Parameters of bundleQuery:

• tbl is a table;

• dt is the date value in the filter condition;

• dtColName is the name of the date column in the filter condition;

• mt is the mt value in the filter condition;

• mtColName is the names of the mt column and sort column in the filter condition;

• filterColValues is a tuple that specifies other values in the filter condition.
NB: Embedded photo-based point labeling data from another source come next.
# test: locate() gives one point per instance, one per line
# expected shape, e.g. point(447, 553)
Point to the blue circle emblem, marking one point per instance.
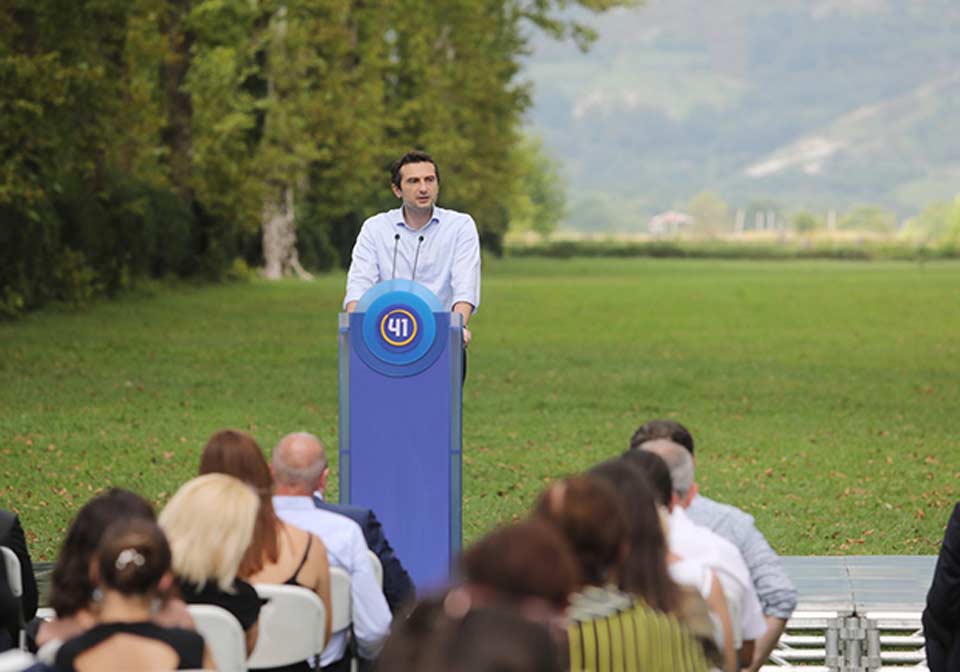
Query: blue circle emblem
point(399, 328)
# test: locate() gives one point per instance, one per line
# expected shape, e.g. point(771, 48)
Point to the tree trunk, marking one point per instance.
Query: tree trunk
point(177, 101)
point(280, 237)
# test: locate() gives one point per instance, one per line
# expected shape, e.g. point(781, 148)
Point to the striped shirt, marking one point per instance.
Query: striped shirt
point(777, 594)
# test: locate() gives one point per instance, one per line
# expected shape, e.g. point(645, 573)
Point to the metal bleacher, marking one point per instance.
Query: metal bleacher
point(855, 613)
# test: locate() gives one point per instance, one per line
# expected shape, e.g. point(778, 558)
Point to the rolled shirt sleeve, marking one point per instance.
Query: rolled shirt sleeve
point(465, 274)
point(364, 270)
point(371, 613)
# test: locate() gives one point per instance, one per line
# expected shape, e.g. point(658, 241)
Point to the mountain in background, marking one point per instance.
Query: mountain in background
point(816, 104)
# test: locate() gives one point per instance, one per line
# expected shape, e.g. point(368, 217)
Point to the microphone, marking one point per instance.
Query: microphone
point(416, 257)
point(396, 245)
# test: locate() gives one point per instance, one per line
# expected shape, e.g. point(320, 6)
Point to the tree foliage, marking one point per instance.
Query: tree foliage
point(161, 137)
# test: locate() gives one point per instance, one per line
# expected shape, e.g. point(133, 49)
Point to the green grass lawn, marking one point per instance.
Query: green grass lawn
point(823, 396)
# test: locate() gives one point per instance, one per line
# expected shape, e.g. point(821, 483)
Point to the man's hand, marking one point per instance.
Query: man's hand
point(767, 642)
point(465, 310)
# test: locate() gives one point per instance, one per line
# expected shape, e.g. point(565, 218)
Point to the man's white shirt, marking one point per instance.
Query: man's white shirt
point(347, 549)
point(446, 261)
point(691, 541)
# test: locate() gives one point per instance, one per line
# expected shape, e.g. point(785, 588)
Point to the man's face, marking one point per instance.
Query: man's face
point(419, 186)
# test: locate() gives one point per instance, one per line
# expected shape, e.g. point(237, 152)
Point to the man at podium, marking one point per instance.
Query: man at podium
point(419, 241)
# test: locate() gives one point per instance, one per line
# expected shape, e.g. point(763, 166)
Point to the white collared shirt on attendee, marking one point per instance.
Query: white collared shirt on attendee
point(689, 540)
point(447, 261)
point(347, 549)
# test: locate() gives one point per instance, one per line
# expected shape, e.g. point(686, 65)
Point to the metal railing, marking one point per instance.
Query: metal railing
point(836, 641)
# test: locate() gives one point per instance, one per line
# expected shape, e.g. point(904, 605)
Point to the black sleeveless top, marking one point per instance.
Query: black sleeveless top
point(187, 643)
point(292, 581)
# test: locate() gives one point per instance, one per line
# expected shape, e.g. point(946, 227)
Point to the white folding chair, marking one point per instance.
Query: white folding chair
point(223, 634)
point(15, 660)
point(291, 626)
point(12, 567)
point(341, 601)
point(377, 567)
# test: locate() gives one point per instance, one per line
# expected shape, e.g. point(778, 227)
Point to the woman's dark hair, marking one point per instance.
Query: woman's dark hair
point(527, 559)
point(71, 589)
point(662, 429)
point(237, 454)
point(645, 572)
point(591, 516)
point(487, 639)
point(656, 471)
point(413, 156)
point(132, 557)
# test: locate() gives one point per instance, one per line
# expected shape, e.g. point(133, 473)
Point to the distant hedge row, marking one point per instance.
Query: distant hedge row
point(565, 249)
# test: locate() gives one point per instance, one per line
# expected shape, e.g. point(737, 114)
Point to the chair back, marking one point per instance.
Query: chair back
point(377, 567)
point(291, 627)
point(341, 600)
point(223, 634)
point(15, 660)
point(12, 565)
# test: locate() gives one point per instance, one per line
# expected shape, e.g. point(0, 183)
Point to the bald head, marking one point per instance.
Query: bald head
point(678, 460)
point(299, 464)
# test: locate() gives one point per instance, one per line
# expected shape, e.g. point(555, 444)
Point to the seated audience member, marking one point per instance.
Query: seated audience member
point(132, 569)
point(397, 585)
point(280, 553)
point(528, 566)
point(777, 594)
point(689, 540)
point(607, 624)
point(12, 609)
point(650, 569)
point(72, 593)
point(209, 525)
point(941, 617)
point(484, 639)
point(299, 467)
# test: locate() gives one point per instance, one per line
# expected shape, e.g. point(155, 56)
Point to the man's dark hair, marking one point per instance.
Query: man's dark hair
point(656, 471)
point(413, 156)
point(527, 559)
point(662, 429)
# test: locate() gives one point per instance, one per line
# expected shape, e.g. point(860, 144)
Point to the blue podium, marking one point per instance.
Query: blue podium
point(400, 422)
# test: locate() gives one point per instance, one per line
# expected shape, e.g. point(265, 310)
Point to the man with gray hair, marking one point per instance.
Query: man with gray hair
point(774, 588)
point(689, 540)
point(299, 467)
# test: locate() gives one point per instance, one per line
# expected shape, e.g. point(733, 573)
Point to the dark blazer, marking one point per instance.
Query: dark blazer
point(397, 585)
point(941, 618)
point(11, 536)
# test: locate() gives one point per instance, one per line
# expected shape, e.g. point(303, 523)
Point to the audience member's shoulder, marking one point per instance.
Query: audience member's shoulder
point(355, 513)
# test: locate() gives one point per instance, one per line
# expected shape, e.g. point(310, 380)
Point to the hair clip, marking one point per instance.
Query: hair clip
point(127, 556)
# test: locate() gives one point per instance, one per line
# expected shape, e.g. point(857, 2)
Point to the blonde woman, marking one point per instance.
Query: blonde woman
point(279, 553)
point(209, 524)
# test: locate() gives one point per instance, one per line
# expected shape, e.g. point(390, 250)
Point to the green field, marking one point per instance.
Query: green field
point(823, 395)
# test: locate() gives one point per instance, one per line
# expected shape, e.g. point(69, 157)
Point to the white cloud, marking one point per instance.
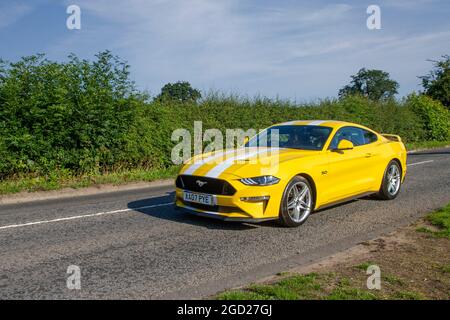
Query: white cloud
point(284, 48)
point(10, 13)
Each vector of the tuple represents a filter condition, and the elements of the vector are the filtering values;

• filterColNames is a vector that indicates the column names in the filter condition.

Call bundleQuery to generate a SQL statement:

dt = 2020.02.05
dtColName = "dsl"
mt = 52355979
mtColName = "mt"
colNames = `vn`bc`cc`stt`vt
colValues = [50982208 50982208 51180116 41774759, 25 25 25 1180, 814 814 814 333, 11 12 12 3, 2 2 2 116]

bundleQuery(t, dt, dtColName, mt, mtColName, colValues, colNames)

Log in as an administrator and execute the following script to define bundleQuery as a function view so that the function can be called after node startup:

addFunctionView(bundleQuery)

Manually coding SQL statements can be time-consuming, and limited in terms of query scalability. This issue can be addressed by dynamically generating SQL statements at runtime through metaprogramming.